You should rely only on the information contained in this proxy statement to vote on the matters presented to you for your approval. We have not authorized anyone to provide you with information that is different from what is contained in this proxy statement. This proxy statement is dated [_______], 2014.
SUMMARY
Our Board of Directors recommends that you vote FOR approval of the Certificate of Amendment. The significant change in the Certificate of Amendment is summarized in the Notice of Special Meeting of Stockholders and is described in detail under “PROPOSAL NO. 1: APPROVAL OF AN AMENDMENT TO THE CERTIFICATE OF INCORPORATION TO INCREASE THE NUMBER OF AUTHORIZED SHARES OF COMMON STOCK.” The proposed change is to amend Article IV of the current Certificate of Incorporation to increase the number of authorized shares of Common Stock from 500,000,000 shares to 2,000,000,000 shares.
Stockholders should consider carefully, in addition to the other information contained in this proxy statement, the following factors before deciding how to vote on the Amendment.
By approving the Amendment, you are approving an increase in the Common Stock of the Company.

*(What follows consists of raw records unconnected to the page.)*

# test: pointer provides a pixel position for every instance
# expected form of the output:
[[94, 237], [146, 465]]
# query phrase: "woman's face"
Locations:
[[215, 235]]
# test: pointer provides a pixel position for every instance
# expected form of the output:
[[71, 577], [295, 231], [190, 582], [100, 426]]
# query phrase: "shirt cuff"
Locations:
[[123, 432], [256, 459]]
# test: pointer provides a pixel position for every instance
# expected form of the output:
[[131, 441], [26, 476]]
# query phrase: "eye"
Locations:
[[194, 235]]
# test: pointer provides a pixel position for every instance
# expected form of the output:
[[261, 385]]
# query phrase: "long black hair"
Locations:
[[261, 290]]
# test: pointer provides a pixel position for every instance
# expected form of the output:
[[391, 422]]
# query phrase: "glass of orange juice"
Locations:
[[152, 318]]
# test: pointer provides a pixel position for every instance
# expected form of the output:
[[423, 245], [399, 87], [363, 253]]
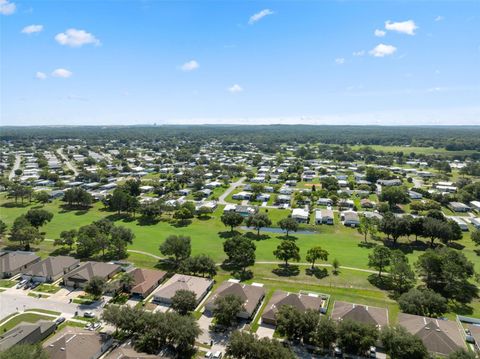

The issuance of additional shares of Common Stock may adversely affect the value of your shares.
Upon effectiveness, the Certificate of Amendment will increase the authorized shares of Common Stock. The future issuance of additional shares of Common Stock would have a dilutive effect on existing stockholders. Accordingly, the issuance of Common Stock may adversely affect the value of your shares.
THE SPECIAL MEETING
General
The Board of Directors of AMIC is soliciting your proxy in the form enclosed with this proxy statement. The proxy will be used at our Special Meeting called to consider approval of the Amendment. We are sending this proxy statement and the enclosed proxy form to you on or about [__________], 2014.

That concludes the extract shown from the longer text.